I'm using Tomboy Notes which is excellent for development and outlining. It's carried me a long way. But the "Tree" of organization is limited to folder and subfolders no more than two levels deep.
I checked out Kellemora's suggestion for Kabikaboo and also found Gjots2. Both look very promising. Simple, and a Tree structure that appears limitless. The Tree with a left pane creates a Table of Contents like affect. Very Productive. They are both very similar in that respect, like Zim, but simplified and streamlined. After checking these out briefly I'd be more inclined to use Kabikaboo because of available plugins like spellcheck. OTOH Gjots2 has Font adjustment and also a Sort Function (as if this the document were a spreadsheet -- that caused a crash!). But Id rather have the spell check option from Kabikaboo. Also it has word count, a big plus for quota work and goals.
There are a couple of confusing features that I found though--Split Node and Unify Children. I got the program to crash trying to find out what it did. It doesn't appear to do anything useful so they should take it out and improve stability, IMO. I would have considered this an A+
Zim Wiki is very promising too.

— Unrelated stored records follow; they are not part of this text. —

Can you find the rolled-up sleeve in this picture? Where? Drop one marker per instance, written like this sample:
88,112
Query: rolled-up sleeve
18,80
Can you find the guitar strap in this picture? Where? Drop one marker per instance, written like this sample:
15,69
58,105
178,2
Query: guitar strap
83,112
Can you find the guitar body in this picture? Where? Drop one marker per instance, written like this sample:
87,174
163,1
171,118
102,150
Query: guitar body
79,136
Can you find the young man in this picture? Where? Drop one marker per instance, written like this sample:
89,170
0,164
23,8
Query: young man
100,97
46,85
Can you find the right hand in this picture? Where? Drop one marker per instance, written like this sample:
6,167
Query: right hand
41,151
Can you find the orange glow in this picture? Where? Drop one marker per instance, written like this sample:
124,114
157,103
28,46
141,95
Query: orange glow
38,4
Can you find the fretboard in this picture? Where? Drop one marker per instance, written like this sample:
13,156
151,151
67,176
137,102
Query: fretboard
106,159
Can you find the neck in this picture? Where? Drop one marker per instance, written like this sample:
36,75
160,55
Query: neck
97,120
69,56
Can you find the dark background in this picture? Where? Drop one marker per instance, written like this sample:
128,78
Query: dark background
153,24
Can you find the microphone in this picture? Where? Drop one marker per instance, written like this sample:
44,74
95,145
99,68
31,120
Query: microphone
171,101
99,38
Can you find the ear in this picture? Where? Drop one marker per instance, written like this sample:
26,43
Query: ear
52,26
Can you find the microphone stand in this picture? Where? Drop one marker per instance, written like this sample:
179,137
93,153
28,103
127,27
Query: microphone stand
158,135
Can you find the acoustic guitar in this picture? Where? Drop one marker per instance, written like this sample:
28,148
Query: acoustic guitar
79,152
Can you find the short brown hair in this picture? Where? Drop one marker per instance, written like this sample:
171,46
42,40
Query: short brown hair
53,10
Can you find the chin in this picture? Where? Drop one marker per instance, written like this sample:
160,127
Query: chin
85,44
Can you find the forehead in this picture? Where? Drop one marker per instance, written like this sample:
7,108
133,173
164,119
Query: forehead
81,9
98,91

But, it has some odd features as well, and I was able to cause a crash with it trying to figure them out.
Tomboy Notes. I've been using and developing with it. It's Rock Solid stable and able to synchronize with Ubuntu One. My one complaint is that you can't get the Table of Contents like Pane. You have a list of notes with a Tree that can be two levels deep. No sorthing up or date, just by date or alphabet. But I'd rather work around that than crashes.
If I was starting from scratch I'd probably pick Kabikaboo as long as it remained stable. Other than that it appears to be the dream application for sketching, outlining all the way up to the final draft at which time you'd copy into Libre Office for formatting and paging and artwork before publication.
Like Kellemora I've also been planning a series of novels
Last edited by markMDW; September 23rd, 2012 at 01:28 PM.
Very interesting discussion. I'm a writer too, but of nonfictional pieces. I just use OpenOffice, now LibreOffice with the upgrade to Precise, but it never occurred to me to use Tomboy. Brilliant! I will be looking into all ya'lls suggestions however. Thanks for sharing.
"Everybody is ignorant, only on different subjects." Will Rogers
Plume creator is on the right track. From all I tested, it's the one that got me more excited.
I hope the creator keeps developing it, because the work so far is great.